Food Friday–use your imagination edition
This is part of dinner cooking. This eggplant ended up as a REALLY spicy babaganouj thanks to a healthy dollop of schug, an Israeli hot pepper paste. When you taste the eggplant a little bit of stem escapes from your eyes. One of our guests is a fan of really spicy food.
And this is what my oven looks like right now.
All the food is in it’s place waiting for our guests to show up. On the menu is vaguely Indian chicken made with curry, ginger, cinnamon and cardamom and chopped pears. That’s in the pan on the lower right. Just above it is a pan full of flanken bones in a smoky barbecue sauce that is sitting politely by the challot. Below the challot is a baked basmati rice, barley and wheat berry pilaf. Everything ( except for the challot) were cooking together in the oven earlier in the day.

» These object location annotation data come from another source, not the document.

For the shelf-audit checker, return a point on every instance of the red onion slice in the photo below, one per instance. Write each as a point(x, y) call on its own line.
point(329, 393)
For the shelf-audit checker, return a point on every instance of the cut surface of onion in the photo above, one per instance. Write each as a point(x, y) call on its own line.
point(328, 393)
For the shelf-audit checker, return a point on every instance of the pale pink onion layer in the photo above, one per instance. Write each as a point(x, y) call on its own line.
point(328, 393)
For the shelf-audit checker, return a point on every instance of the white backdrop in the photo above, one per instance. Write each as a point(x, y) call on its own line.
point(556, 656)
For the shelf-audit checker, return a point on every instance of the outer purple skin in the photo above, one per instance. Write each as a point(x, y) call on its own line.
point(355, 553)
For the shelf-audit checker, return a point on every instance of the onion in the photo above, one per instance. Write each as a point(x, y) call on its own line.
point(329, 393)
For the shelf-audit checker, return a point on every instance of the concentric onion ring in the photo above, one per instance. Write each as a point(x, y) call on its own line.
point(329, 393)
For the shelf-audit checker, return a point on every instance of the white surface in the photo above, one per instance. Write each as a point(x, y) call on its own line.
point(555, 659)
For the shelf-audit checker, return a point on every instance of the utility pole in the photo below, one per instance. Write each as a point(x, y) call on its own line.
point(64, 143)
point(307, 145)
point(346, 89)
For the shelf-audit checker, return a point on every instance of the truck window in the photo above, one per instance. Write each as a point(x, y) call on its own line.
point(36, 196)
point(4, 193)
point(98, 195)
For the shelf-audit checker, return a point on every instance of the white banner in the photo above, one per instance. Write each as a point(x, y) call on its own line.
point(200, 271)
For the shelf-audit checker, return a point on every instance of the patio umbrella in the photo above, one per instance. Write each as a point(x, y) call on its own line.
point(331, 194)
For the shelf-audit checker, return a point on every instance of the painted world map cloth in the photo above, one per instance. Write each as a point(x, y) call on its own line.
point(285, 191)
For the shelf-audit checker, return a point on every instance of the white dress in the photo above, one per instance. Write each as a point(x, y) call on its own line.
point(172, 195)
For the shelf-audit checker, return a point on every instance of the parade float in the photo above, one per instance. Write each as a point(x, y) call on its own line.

On the counter is a marinated mixed vegetable salad. In the fridge is the babaganouj and some home made really lemony chumus.
Dessert is something of an experiment. I read about corn flavored ice cream in the New York Times. it sounded like a nice thing to do. So I made some ( yes, non dairy) I’m constructing it into a two layer ice cream pie with blueberry non dairy ice cream that is churning as I write. It might be great or it might be horrible. I live a little dangerously.